A capital gap that would be smoothly closed
Last point, about the CET1 solvency ratio. Societe Generale posted a CET 1 ratio of 13.5% at the end of March, certainly above its target of 12% for 2025. However, several headwinds will affect this ratio, in particular impacts related to acquisitions and regulations, for a total of 185 basis points (1.85%) Jefferies figure. Restated for these negative elements, the ratio drops to 11.6%, she calculates. This has been a point of market attention, as most rivals have met or exceeded their targets, she explains.
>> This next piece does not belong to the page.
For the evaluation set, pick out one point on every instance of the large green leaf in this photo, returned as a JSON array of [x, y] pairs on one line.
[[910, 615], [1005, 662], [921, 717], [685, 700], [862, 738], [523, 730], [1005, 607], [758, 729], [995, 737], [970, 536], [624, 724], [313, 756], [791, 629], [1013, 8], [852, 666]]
But Jefferies expects the bank to bridge that gap smoothly and without burdening the distribution to its shareholders.
On the Paris Stock Exchange, Societe Generale shares benefited a little from this positive opinion, gaining 1.5% at 10:40 a.m., the second largest increase in the CAC 40.
The action had already taken 1.2% the day before after the bank announced agreements to sell several subsidiaries in Africa. These transactions should have a positive impact of 5 basis points on the group’s CET 1 capital ratio on the date of their finalization.